Bisnis Kopi Robusta Tanggamus Terpangkas
Petani kopi robusta di Kabupaten Tanggamus, Lampung, mengeluhkan harga kopi yang cenderung turun. Setidaknya, harga komoditas saat ini di bawah harga rata-rata kopi biasanya.
Pendapatan petani pun semakin tergerus. Mereka berharap hasil panennya tetap berlimpah saat virus corona mengintai. Pertengahan tahun, para petani kopi robusta maupun sebagian kecil pembudidaya kopi arabika di Lampung saat ini sedang memasuki panen raya.
Pekebun kopi yang juga pengurus Gabungan Kelompok Tani Hutan (Gapoktanhut) Mitra Jaya Rindingan, Syarif Hidayat mengamini bahwa saat ini mereka sedang panen raya kopi.

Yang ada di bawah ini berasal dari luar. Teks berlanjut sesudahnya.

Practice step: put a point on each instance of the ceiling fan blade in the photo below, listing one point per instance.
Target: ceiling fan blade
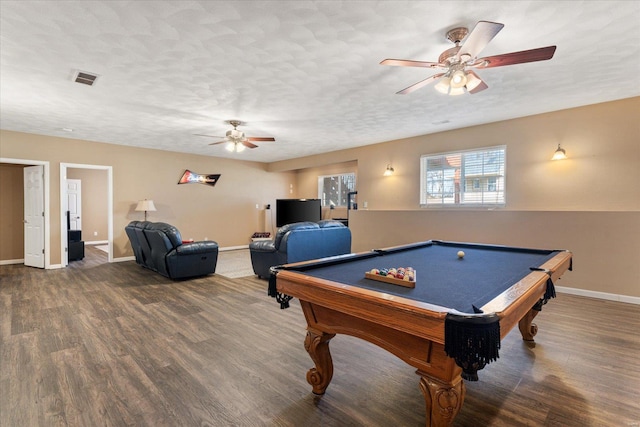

"Meskipun harganya cenderung turun, tapi kami masih berharap hasil panen tetap tinggi," katanya.
Ketua Gapoktanhut Lestari Sejahtera, Rendy Hararuddin mengatakan rata-rata pekebun kopi itu membudidayakan lahan produktif untuk ditanami kopi robusta antara satu hingga 2,5 hektare.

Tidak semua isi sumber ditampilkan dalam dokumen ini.